Describe renal hypertension.

Answer 218

reduction of blood flow to the kidneys.
kidneys signal for the release of angiotensin II, a potent vasoconstrictor, increasing blood pressure.
angiotensin II also increases blood volume. if the kidneys are damaged and unable to eliminate the normal level of salts, retention of salts will lead to water retention and increased blood volume.

Question 219

Describe endocrine hypertension

Answer 219

a tumor of the adrenal medulla produces high levels of norepinephrine and epinephrine resulting in an increase in sympathetic activity.

Question 220

What is Conn’s syndrome?

Answer 220

an increased production of aldosterone which causes the kidneys to retain salt and water.

Question 221

Describe neurogenic hypertension.

Answer 221

problems with the baroreceptors or due to reduced cerebral blood flow.

Question 222

what are the possible causes of primary hypertension

Answer 222

problems in management of salts. 
defective sodium postassium pumps
pressure on the medulla
endogenous digitalis like compounds change properites of heart contraction 
deficiency in NO production/release.

Question 223

What are the values for prehypertension?

Answer 223

120/80-139/89 mmHg

Question 224

What are the values for hypotension?

Answer 224

below 100/60

Question 225

what is orthostatic hypotension?

Answer 225

due to inadequate sympathetic activity.
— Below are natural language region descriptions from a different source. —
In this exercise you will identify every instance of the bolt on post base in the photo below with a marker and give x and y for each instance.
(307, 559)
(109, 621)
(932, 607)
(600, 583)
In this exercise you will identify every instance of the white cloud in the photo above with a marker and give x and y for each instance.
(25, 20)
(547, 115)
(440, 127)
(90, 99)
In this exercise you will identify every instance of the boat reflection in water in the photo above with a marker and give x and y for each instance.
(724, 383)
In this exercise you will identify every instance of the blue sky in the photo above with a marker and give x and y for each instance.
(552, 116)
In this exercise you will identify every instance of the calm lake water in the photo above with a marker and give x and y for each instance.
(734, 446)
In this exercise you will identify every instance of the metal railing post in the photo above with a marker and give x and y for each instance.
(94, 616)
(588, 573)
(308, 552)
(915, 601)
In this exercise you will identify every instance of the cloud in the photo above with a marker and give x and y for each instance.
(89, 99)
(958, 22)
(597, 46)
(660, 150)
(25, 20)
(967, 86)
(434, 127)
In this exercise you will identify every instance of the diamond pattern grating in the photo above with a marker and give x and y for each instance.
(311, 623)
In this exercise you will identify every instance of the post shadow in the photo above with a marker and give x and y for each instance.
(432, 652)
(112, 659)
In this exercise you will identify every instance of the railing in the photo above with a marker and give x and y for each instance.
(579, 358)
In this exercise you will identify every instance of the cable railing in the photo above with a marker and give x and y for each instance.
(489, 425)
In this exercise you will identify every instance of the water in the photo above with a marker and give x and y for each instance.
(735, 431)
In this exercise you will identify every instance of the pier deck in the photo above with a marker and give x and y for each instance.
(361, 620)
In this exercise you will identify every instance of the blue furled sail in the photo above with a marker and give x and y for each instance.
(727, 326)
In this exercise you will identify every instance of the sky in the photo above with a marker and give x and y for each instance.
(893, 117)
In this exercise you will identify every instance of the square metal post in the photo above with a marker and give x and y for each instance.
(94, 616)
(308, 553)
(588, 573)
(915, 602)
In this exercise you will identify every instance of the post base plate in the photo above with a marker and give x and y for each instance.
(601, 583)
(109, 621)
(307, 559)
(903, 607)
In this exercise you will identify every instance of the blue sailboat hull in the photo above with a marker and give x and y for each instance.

As gravity shifts occur in the blood volume, the body is unable to compensate in time, and the brain is temporarily inadequately perfused. Head rush feeling, brain briefly deprived of adequate blood supply.

Question 226

How does emotional stress cause hypotension?

Answer 226

emotional input to sympathetic centers initiates inappropriate sympathetic inactivity on the peripheral vasculature. decreases MAP.

Question 227

What is circulatory shock?

Answer 227

inadequate perfusion of tissues, low blood flow, especially detrimental to the brain.

Question 228

What is hypovolemic circulatory shock?

Answer 228

decrease in total blood flow.

Question 229

what is cardiogenic circulatory shock?

Answer 229

inability of the heart to pump properly.

Question 230

What is vasogenic circulatory shock?

Answer 230

systemic vasodilation.

Question 231

What is septic shock?

Answer 231

triggered by bacterial cell wall components in circulation.

Question 232

What is anaphylactic shock?

Answer 232

due to systemic release of histamine.

Question 233

What is neurogenic shock?

Answer 233

can be in response to sever pain, similar to emotional stress. induction of hypotension; loss of sympathetic vascular tone.